Apple has recently rolled out an emergency update, iOS 16.6.1, that all iPhone users are strongly advised to install.
This update addresses two critical vulnerabilities that are already being exploited in real-world scenarios.
The urgency of this update cannot be overstated. Apple has been tight-lipped about the specifics of what iOS 16.6.1 fixes, likely to give users ample time to update before attackers can exploit the vulnerabilities further.
However, it has been revealed that these flaws have been used to deliver spyware without requiring any user interaction.
The first vulnerability, identified as CVE-2023-41064, resides in ImageIO and allows attackers to execute malicious code through a specially crafted image.
The second vulnerability, CVE-2023-41061, is found in Apple's Wallet and also permits code execution through a malicious attachment. Apple has acknowledged that both issues may have been actively exploited.

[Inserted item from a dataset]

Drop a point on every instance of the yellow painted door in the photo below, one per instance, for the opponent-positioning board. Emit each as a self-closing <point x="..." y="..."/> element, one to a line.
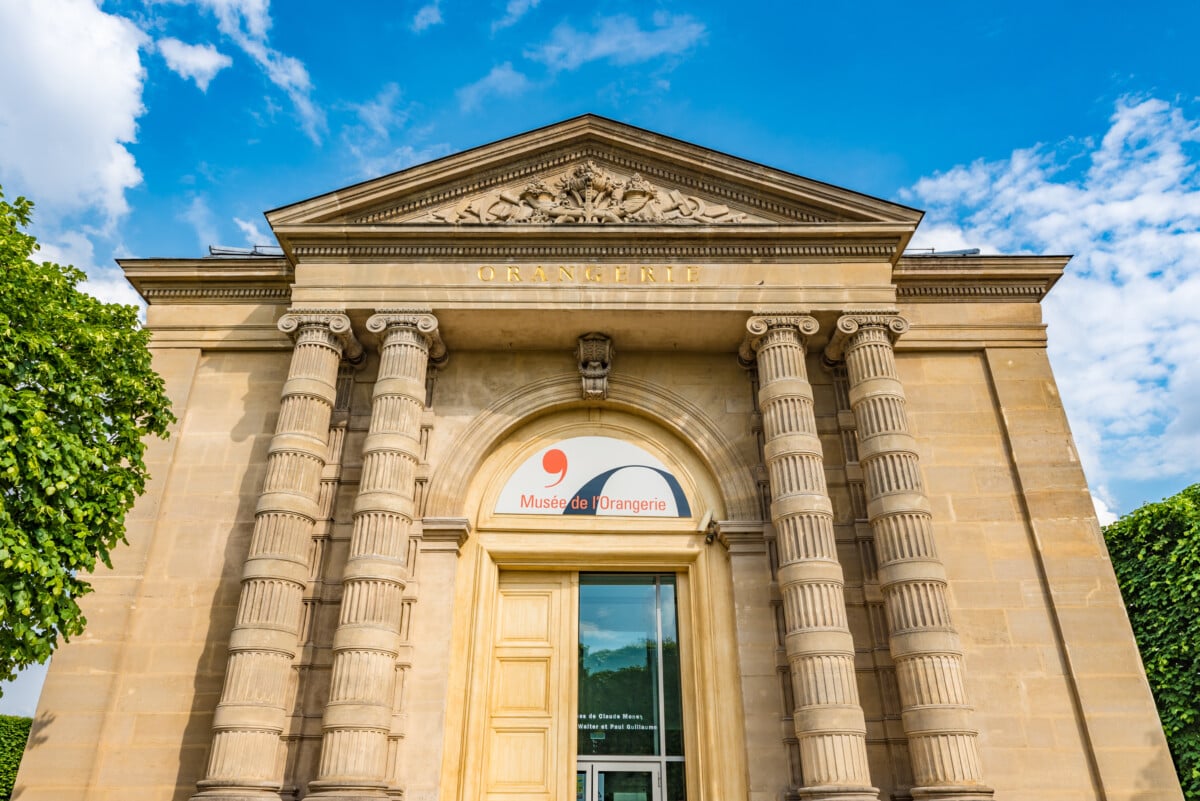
<point x="529" y="746"/>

These vulnerabilities have been used to deliver spyware like Pegasus, which grants attackers full access to your iPhone, including encrypted apps like WhatsApp.
Security firm Citizen Lab has reported that these flaws were exploited to deliver NSO Group's Pegasus spyware in an active attack.
Timing of the Update
Interestingly, this emergency update comes just as Apple is gearing up to release iOS 17. This suggests that Apple considered these vulnerabilities too critical to wait for the next major update.
Given the severity of these flaws, it's imperative to update to iOS 16.6.1 as soon as possible. To manually update, navigate to iPhone Settings > General > Software Update and download and install iOS 16.6.1.